The Luv Doc: A Lot of Work to Do
The Luv Doc still has some kinks to iron out with the whole time travel deal
So last week I clearly failed to time travel back to Jamaica Estates, Queens, in October 1945 and disrupt the tragically fruitful coitus of Fred "Christ-what-have-you-done?" Trump and his beloved Scottish bride Mary Anne. Suffice it to say I still have some kinks to iron out with the whole time travel deal, and it turns out that DeLoreans still fetch a pretty penny. Suck it, Chrysler! You had your chance!
Ennnyhoo, despite my best efforts, little Don Juan "The Con" Trump was indeed birthed and with a little luck and a hefty inheritance, managed to lie, cheat, and bluff his way into the White House – and presumably the hearts of millions of American voters who we can only assume are still trying to find their asses with both hands. That's quite a feat considering we live in an era when asses are literally as big as they have ever been.
If you don't believe me, you clearly need to spend more time on TikTok ... or maybe following Don Juan around the golf course with his suicidally depressed Secret Service detachment. I mean, there is a certain amount of excitement you get when seeing the dough bulge out of a tube of freshly opened biscuits, but imagine following that pasty white biscuit through 5,000-plus plodding holes of bogey golf? And no, to the best of my knowledge the Secret Service does not issue air sickness bags to the president's detachment. That probably explains why they're always looking somewhere else. Maybe that's why they call them a detachment.
So yes, I fucked up and dropped the ball on the coitus interruptus gig, and, at least as of this writing, DJ the C is still locked in the White House crapper firing off a fusillade of increasingly deranged tweets, whipping the deplorables into a blood rage, and basically topping the shit sundae of the last four years with an indigestible maraschino cherry of psychotic idiocy that will become a red beacon of hope for every dim-witted, megalomaniacal rich kid who thinks he has the moxie to run the show.
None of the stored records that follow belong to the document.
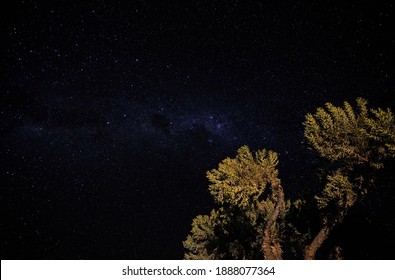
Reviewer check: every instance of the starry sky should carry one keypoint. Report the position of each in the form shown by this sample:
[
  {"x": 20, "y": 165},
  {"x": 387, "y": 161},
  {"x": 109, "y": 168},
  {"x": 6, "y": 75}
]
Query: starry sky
[{"x": 112, "y": 111}]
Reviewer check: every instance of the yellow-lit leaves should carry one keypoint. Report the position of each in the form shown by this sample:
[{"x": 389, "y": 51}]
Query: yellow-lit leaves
[
  {"x": 241, "y": 181},
  {"x": 338, "y": 194},
  {"x": 338, "y": 133}
]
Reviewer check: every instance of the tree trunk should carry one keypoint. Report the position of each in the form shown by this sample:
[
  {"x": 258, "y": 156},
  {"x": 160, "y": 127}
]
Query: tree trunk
[
  {"x": 311, "y": 249},
  {"x": 271, "y": 247}
]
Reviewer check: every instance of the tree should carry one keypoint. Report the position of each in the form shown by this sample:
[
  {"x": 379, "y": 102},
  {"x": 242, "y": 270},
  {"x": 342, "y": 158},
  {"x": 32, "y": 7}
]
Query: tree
[
  {"x": 356, "y": 144},
  {"x": 251, "y": 200},
  {"x": 253, "y": 216}
]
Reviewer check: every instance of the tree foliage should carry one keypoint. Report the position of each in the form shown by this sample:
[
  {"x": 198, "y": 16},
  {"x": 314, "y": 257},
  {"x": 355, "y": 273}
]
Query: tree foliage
[
  {"x": 247, "y": 189},
  {"x": 253, "y": 217}
]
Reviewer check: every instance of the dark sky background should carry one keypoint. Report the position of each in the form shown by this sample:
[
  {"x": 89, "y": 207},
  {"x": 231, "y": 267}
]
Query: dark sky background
[{"x": 112, "y": 111}]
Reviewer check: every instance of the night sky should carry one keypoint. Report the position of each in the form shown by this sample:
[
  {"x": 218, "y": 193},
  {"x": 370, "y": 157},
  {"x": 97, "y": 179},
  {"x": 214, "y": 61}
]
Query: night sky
[{"x": 111, "y": 112}]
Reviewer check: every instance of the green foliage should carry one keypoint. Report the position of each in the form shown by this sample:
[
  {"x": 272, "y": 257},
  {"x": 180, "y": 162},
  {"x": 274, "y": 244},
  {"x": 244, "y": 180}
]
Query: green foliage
[
  {"x": 242, "y": 181},
  {"x": 201, "y": 243},
  {"x": 251, "y": 220},
  {"x": 244, "y": 188},
  {"x": 337, "y": 197},
  {"x": 362, "y": 137}
]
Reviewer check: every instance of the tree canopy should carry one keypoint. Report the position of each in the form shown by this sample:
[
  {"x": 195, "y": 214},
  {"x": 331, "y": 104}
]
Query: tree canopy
[{"x": 253, "y": 220}]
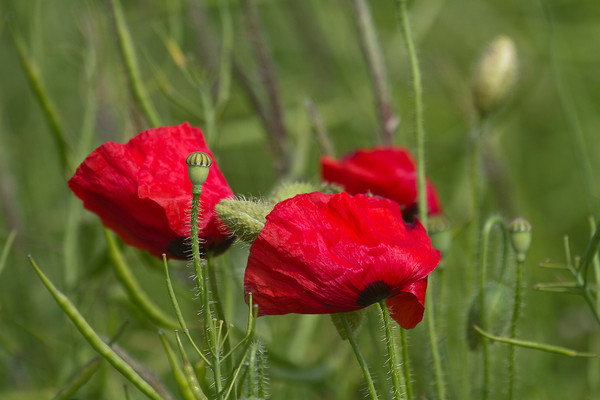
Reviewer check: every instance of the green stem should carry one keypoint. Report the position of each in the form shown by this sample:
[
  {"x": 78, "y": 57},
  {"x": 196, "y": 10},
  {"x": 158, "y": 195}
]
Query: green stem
[
  {"x": 418, "y": 100},
  {"x": 93, "y": 339},
  {"x": 406, "y": 363},
  {"x": 489, "y": 225},
  {"x": 360, "y": 358},
  {"x": 214, "y": 288},
  {"x": 421, "y": 183},
  {"x": 202, "y": 284},
  {"x": 178, "y": 375},
  {"x": 127, "y": 51},
  {"x": 132, "y": 287},
  {"x": 475, "y": 178},
  {"x": 536, "y": 346},
  {"x": 513, "y": 330},
  {"x": 188, "y": 370},
  {"x": 399, "y": 387},
  {"x": 6, "y": 249}
]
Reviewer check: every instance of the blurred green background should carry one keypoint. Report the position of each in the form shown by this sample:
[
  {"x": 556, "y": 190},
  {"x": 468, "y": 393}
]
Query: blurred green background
[{"x": 531, "y": 154}]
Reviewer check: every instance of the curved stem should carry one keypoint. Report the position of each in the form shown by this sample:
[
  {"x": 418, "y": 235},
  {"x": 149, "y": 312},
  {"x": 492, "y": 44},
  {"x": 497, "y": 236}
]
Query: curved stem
[
  {"x": 393, "y": 361},
  {"x": 202, "y": 284},
  {"x": 360, "y": 358}
]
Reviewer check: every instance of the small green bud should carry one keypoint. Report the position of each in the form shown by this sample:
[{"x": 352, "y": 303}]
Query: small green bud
[
  {"x": 245, "y": 218},
  {"x": 287, "y": 190},
  {"x": 198, "y": 167},
  {"x": 354, "y": 318},
  {"x": 495, "y": 75},
  {"x": 440, "y": 234},
  {"x": 496, "y": 315},
  {"x": 520, "y": 236}
]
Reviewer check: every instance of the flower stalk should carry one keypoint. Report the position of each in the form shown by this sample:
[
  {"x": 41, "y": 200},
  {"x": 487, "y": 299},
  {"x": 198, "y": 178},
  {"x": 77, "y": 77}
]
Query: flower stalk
[
  {"x": 401, "y": 383},
  {"x": 360, "y": 358},
  {"x": 421, "y": 183}
]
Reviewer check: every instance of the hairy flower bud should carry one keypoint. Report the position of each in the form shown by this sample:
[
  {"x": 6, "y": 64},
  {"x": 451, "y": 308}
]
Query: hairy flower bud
[
  {"x": 495, "y": 75},
  {"x": 198, "y": 167},
  {"x": 245, "y": 218},
  {"x": 520, "y": 236},
  {"x": 496, "y": 314}
]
Truly, we should expect nothing less all the way to January 20, when there is a decent likelihood that Don Juan the Con will bury his face in a huge pile of cocaine and come out of the White House spraying bullets from a machine gun/grenade launcher à la Tony Montana. My guess is that he won't get off more than a few rounds before his deeply disgruntled Secret Service detachment frags him, but that will probably be a much more humane execution than the one he would receive from the as-of-yet unnamed Russian Oligarchs he's into for half a bil.
We should all probably say a little prayer for Sleepy Joe and Kamala, because, like the maids who had to clean up that pee-soaked Moscow hotel room, they have a lot of work to do.